After enduring a deep economic crisis, Latvia are poised to be ‘rewarded’ with membership of the Euro in 2014.
The Latvian miracle story
It seems a strange that countries are so keen to join the Euro, when membership of the Euro has been a major factor in creating a real depression amongst many Euro countries. Yet, the debate about Latvian joining seems to be from a parallel universe, where the ongoing crisis is neatly forgotten.
Prime Minister Valdis Dombrovskis said that the European Commission (EC) had given the go ahead for Latvia for adopt the euro from early 2014. “Joining the eurozone will foster Latvia’s economic growth for sure,” Mr Dombrovskis said. I’m sure that is what the Greek, Spanish and Portuguese political leaders said when they joined in 2000.
There is opposition – with many in Latvia concerned about ‘rising prices’ after joining the Euro. But, given the experience of the Eurozone in the past few years, rising prices are likely to be the least of Latvia’s concerns over the next few years.
From an outsiders perspective, it’s hard to understand the attraction of joining the Euro. I think the underlying motive must be a desire to join up with Europe and move away from Russia and the East. Given Latvia’s past, this is understandable. What is unfortunate is that being a good European citizen seems to involve joining an unworkable single currency and monetary policy.
Despite the European obsession with meeting fiscal deficits, there has been much less concern about whether the Eurozone is fundamentally an optimal currency area.
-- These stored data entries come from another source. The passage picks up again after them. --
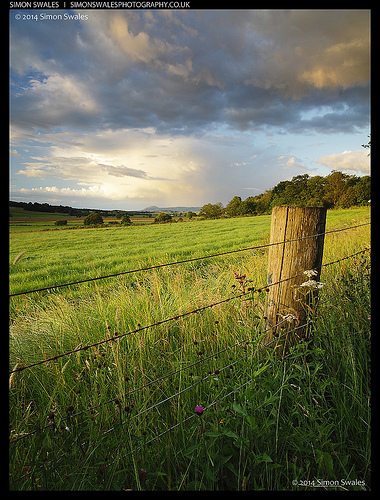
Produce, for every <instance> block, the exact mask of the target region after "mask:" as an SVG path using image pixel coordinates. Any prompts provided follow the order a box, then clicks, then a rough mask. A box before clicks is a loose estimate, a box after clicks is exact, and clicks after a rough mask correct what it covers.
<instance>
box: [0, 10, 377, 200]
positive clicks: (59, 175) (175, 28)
mask: <svg viewBox="0 0 380 500" xmlns="http://www.w3.org/2000/svg"><path fill="white" fill-rule="evenodd" d="M18 13H19V14H21V15H23V14H31V15H33V16H38V19H37V20H36V21H35V20H23V18H21V19H16V17H15V16H16V14H18ZM53 13H54V14H55V15H57V14H59V15H60V16H61V19H59V17H60V16H58V19H56V20H53V19H48V18H47V19H46V18H45V19H44V17H45V16H44V15H43V14H52V11H42V10H41V11H38V10H30V11H27V10H24V11H21V10H20V11H17V10H11V11H10V12H9V14H10V198H11V199H12V200H14V201H32V202H40V203H44V202H46V203H51V204H53V205H60V204H62V205H70V206H73V207H86V208H103V209H121V210H140V209H143V208H145V207H147V206H149V205H157V206H159V207H169V206H202V205H204V204H206V203H217V202H222V203H223V204H224V205H226V204H227V203H228V201H229V200H231V199H232V198H233V197H234V196H235V195H237V196H240V197H241V198H242V199H246V198H247V197H248V196H256V195H258V194H260V193H262V192H264V191H265V190H266V189H270V188H272V187H273V186H274V185H276V184H277V183H278V182H279V181H282V180H290V179H291V178H292V177H293V176H296V175H300V174H309V175H310V176H313V175H327V174H329V173H330V172H331V171H332V170H340V171H342V172H345V173H348V174H355V175H357V176H362V175H368V174H369V172H370V171H369V168H370V157H368V150H365V149H364V148H362V147H361V145H362V144H365V143H367V142H368V140H369V139H368V135H369V134H370V66H369V64H370V11H369V10H360V9H356V10H347V9H343V10H332V9H327V10H310V9H308V10H295V11H294V10H115V11H112V10H80V11H74V10H58V11H54V12H53ZM41 14H42V15H41ZM65 14H66V15H65ZM67 14H70V15H72V14H81V15H82V16H81V17H82V19H81V20H79V19H67V17H68V16H67ZM77 17H80V16H77Z"/></svg>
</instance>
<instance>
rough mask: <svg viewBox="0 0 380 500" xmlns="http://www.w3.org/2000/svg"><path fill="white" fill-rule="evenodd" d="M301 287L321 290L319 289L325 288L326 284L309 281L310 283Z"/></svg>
mask: <svg viewBox="0 0 380 500" xmlns="http://www.w3.org/2000/svg"><path fill="white" fill-rule="evenodd" d="M300 286H307V287H308V288H315V289H319V288H323V287H324V286H325V283H321V282H319V281H315V280H309V281H305V282H304V283H301V284H300Z"/></svg>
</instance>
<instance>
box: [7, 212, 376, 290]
mask: <svg viewBox="0 0 380 500" xmlns="http://www.w3.org/2000/svg"><path fill="white" fill-rule="evenodd" d="M369 224H371V223H370V222H365V223H363V224H358V225H356V226H350V227H345V228H341V229H332V230H330V231H325V232H324V233H318V234H313V235H311V236H303V237H302V238H296V239H292V240H285V241H279V242H276V243H266V244H264V245H257V246H253V247H246V248H239V249H237V250H228V251H226V252H220V253H215V254H211V255H203V256H202V257H193V258H191V259H183V260H176V261H173V262H166V263H165V264H156V265H154V266H147V267H141V268H137V269H131V270H129V271H121V272H118V273H113V274H107V275H104V276H97V277H95V278H86V279H84V280H78V281H71V282H68V283H61V284H58V285H50V286H45V287H42V288H35V289H33V290H25V291H24V292H15V293H10V294H9V297H16V296H18V295H27V294H29V293H35V292H43V291H47V290H53V289H54V288H62V287H66V286H72V285H79V284H81V283H88V282H91V281H97V280H102V279H106V278H114V277H116V276H122V275H126V274H132V273H137V272H141V271H151V270H153V269H159V268H162V267H169V266H175V265H178V264H185V263H186V262H195V261H198V260H204V259H211V258H214V257H219V256H221V255H229V254H232V253H237V252H246V251H248V250H259V249H261V248H268V247H271V246H275V245H283V244H286V243H292V242H294V241H301V240H306V239H309V238H317V237H318V236H322V235H324V234H331V233H339V232H340V231H348V230H349V229H355V228H357V227H361V226H367V225H369Z"/></svg>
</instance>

An optimal currency area is a geographical area where the benefits of one currency are greater than the downsides. An optimal currency area will need:
- Strong labour and capital mobility
- Lack of geographical barriers
- Fiscal transfers from strong regions to weak ones
- Similar labour costs and similar inflation rates.
- The ability to cope with a single monetary policy (interest rate)
- The ability to retain competitiveness within the fixed exchange rate.